During the time of Celmare, the area was attacked by Poland, Hungary and the Ottoman Empire. After his death, Moldavia eventually became a vassal of the Ottomans from the 16th century on.
Due to the varying influences of the countries around it, Moldova had many variations in its own language include shifting from Russian to Cyrillic, written Romanian to Cyrillic and then later to Moldovan which is almost identical to the Romanian language but written with Latin alphabets.
Moldova also never really had the ability to build any significant architecture throughout its history that remained standing. The fluctuation of territory didn’t allow it to have any kind of long term government to build an infrastructure of bridges, castles or monuments as existing in other countries. There are only a few monasteries that are sprinkled throughout the area that represent any age.
The 1812 Russian-Turk wars caused the major eastern half of what was then known as Bessarabia (most of Moldova today) to become annexed by the Russian Empire.
1918 brought about some changes as Bessarabia became known as the Moldavian Democratic Republic and was then blended with Romania.
The Soviet Union annexed the area in 1940 creating the Moldavian Soviet Socialist Republic and including the Moldavian ASSR.
Under Soviet rule the country experienced very little benefits and had severe famines and drought. This created a baseline for rebellion by the people.
1944 through 1953 was a rough time in Moldavian history as the people developed many resistance groups that were anti-communist. The Soviet government did not stand for the unrest and arrested, deported or executed many of the members.

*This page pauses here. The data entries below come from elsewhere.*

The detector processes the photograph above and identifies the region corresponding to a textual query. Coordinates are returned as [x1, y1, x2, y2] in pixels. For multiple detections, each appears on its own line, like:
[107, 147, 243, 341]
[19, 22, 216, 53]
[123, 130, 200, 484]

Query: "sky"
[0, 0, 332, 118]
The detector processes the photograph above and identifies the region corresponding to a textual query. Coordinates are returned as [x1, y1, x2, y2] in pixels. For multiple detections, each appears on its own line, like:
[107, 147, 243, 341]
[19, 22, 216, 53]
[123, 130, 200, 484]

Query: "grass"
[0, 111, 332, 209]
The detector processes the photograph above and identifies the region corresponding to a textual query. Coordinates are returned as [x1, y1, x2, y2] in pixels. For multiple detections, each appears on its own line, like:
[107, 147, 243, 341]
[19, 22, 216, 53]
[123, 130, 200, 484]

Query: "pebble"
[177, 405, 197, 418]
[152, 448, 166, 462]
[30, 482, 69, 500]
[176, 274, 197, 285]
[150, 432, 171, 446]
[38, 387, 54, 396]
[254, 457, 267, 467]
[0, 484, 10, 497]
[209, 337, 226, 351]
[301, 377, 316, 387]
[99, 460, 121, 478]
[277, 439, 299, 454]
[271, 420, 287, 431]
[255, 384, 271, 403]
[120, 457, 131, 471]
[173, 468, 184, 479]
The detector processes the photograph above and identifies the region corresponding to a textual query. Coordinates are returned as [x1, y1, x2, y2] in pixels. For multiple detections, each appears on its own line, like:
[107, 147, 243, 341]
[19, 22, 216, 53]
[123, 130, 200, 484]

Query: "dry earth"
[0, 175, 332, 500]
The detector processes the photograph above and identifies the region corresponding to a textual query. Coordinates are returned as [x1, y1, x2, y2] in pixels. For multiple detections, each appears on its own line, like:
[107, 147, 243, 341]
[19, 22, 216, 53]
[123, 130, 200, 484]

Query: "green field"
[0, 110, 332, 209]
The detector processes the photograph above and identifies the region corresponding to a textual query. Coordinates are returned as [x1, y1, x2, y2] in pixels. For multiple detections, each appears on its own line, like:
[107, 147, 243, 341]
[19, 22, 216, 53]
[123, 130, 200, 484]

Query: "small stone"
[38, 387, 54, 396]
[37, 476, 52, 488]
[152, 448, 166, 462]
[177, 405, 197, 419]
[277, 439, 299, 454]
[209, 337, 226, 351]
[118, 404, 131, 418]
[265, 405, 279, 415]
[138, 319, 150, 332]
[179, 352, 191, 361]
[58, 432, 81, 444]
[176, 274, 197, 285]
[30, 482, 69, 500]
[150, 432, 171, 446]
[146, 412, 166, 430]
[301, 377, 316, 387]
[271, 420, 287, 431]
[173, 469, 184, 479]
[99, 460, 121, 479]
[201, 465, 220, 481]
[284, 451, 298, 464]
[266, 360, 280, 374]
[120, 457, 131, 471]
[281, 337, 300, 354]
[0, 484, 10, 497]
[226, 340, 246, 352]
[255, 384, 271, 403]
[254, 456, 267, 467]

One of the key factors that was important was that the Soviet government was aggressive at impressing the difference between Moldavian ethnicity and Romanian. The purpose was to promote hostilities and cut any ties to Romania that might encourage revolution.
It wasn’t until 1985, under the Soviet president Mikhail Gorbachev that the Democratic Movement of Moldova was created and by 1989 it was the Popular Front of Moldova.
Beginning in 1988, many of the Soviet Republics were moving towards independence and this included Moldova as well. The 1987 ‘Great National Assembly’ was organized, which was a mass demonstration again the Soviet Republic authorities. The requirements was to allow written Moldovan language (in Latin) as the state language and set specific demarcation lines between the new Moldovans and any existing Soviet Union loyalties.
The results of the demonstration allowed the first general elections to be held to establish an independent parliament which eventually created the “Declaration of Sovereignty of the Soviet Socialist Republic of Moldova”.
In 1991 independence for Moldova was declared as well as the establishment of its national language.
Interesting Facts about Moldova:
- Moldova is known for their excellent wineries and is twelfth in the world’s wine exports.
- People on Moldova have been growing grapes and making wine for nearing 5,000 years
- There are thirty monasteries in Moldova, with some that date back to the 15th century.
- Although Moldova is an independent country, there are still 2,500 Russian troops and 22,000 tons of ammunition in the city of Transnistria.
- Moldova has the 8th greatest cave in the world, “Emil Racovita”, located in Criva.
- The country of Moldova was rated for internet speed in comparison to 152 other countries. Moldova is listed in third place.
- The village of Congaz in Moldova is listed as the largest European village.
- During the era of the USSR, Soroca in Moldova, became the gypsy capital of the world.
- Moldova has one of the oldest oak trees at six hundred years old.
- Moldova claims over forty parks that include a variety of old and different tree species as well as exotic plants. However, only twenty are in fairly good condition.